I showed her the tiepin. She knows a little about jewels and antiques.

"It looks like a platinum setting, and if the pearl is as real as it looks it could be anything from fifty pounds to a thousand. Where did you get it?"

"Swithwulf George St. Erconwald Spillbeans Tattingwood gave it to me for mes beaux yeux. So, while you have been adventuring, I too have not been idle. He has named a trysting place for this evening."

"The colossical old reprobate! Clarice told me once that he humiliated her by his selection of ladies. She said if only he would choose someone like me she would not feel it such a reflection, but I didn't think..."

"You didn't think it was so bad as a coolie on Percy's string."

"I did not think he would have such discernment, or else your incognita is satisfactory," bubbled Zarl. "I'd just hang on to the pin if I were you. You are entitled to adventures among the best people. Their lives are an artistic struggle to escape from the drabness of carrying respectability too far."

"You say that you picked it up, and return it to Clarice."

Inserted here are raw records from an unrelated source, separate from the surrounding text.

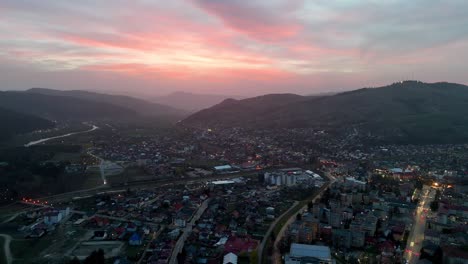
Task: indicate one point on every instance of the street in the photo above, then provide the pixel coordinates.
(416, 236)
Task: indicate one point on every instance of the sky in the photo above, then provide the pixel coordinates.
(236, 47)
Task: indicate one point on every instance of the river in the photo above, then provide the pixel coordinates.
(32, 143)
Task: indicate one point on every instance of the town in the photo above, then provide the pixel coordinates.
(249, 197)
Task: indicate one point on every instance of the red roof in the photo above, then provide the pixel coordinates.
(237, 245)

"What are you going to do about the tryst?"

"What do you think?"

"That his optimism is barefaced, like the gallant Captain's who picked me for his lady for the voyage. Clarice will revel in this when the time comes to reveal it."

"If ever it should."

"We'll skip off home to-morrow. This mouldy collection of oddments doesn't contain one man who could be pried loose from a life-size cigar or a bar parlour, except the Elephant Hunter or Jimmy, and each of those is more stony broke than the other, and each more luny. With people like that it takes altogether too much effort to keep them in the platonic form, whereas the nice professor scientists don't know what is the matter with them but it works just the same..."

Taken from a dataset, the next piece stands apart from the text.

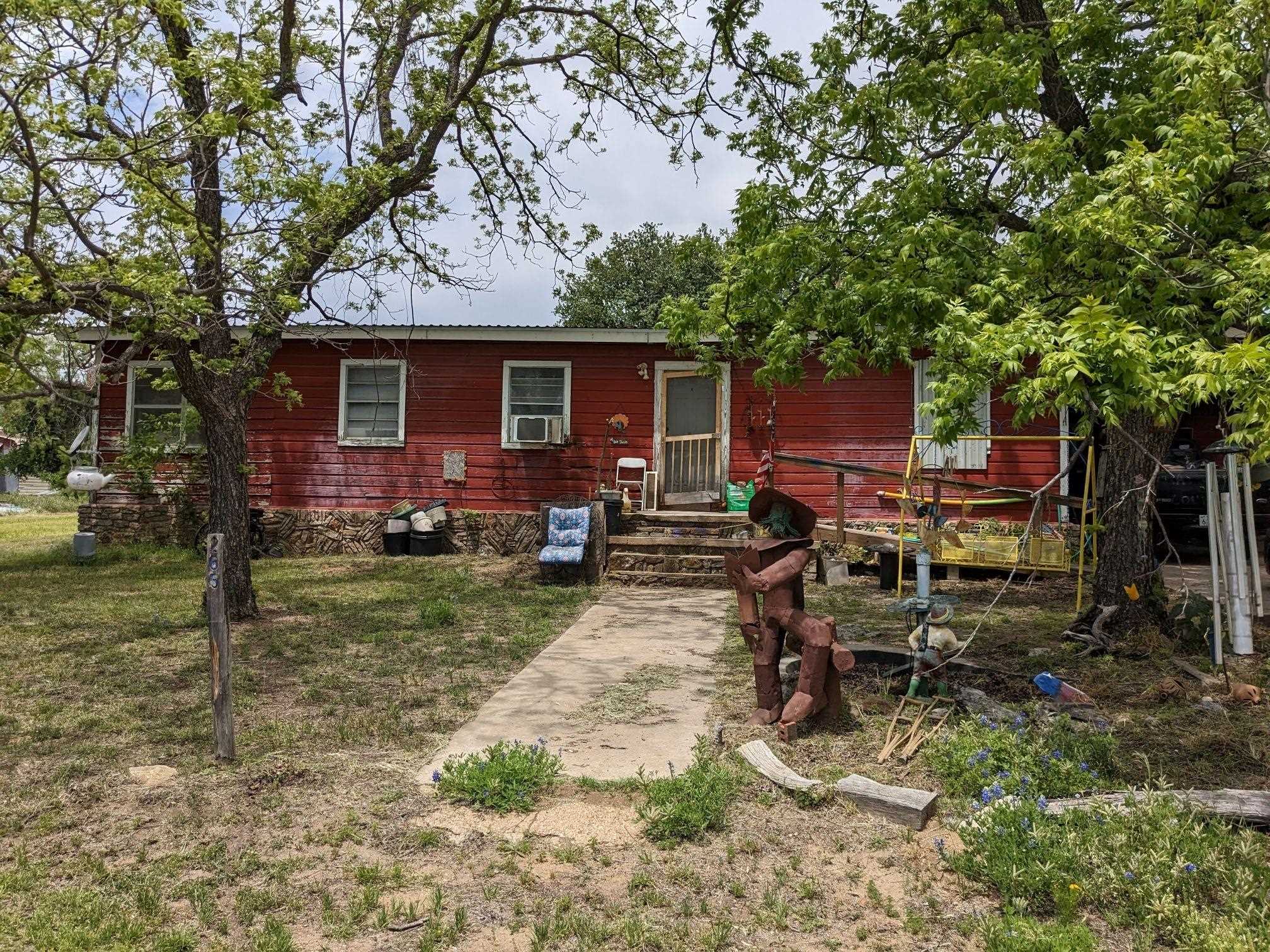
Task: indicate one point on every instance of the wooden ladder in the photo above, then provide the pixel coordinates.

"Yes, like a donkey being lured on by a bundle of carrots on the end of the shaft, even unto the Arctic seas."

"Exactly, but I did not construct the universe, and all things are there for our use. The difference between you and me is that I accept the world as it is and you want to mess around and change it, and think it would or could be different if only this or that wasn't what it is."

She was a delectable established fact in the green velvet. Her petite form had a lissom outline. Percy was attired in his black velvet evening shorts, specially designed for him by Madame Mabelle, with a white silk knitted singlet. We could not have buttons on the sides of the trews because he chewed them off, but there were glass buttons at the back to fasten the tabs over his lead.

Clarice entered to have a little chat with her friend before she descended to dinner. She wanted Percy to be present, and said that I could arrange for that with the butler. I agreed with alacrity. "You are fortunate to have a maid so devoted to your little pet," she remarked to Zarl, as I went out.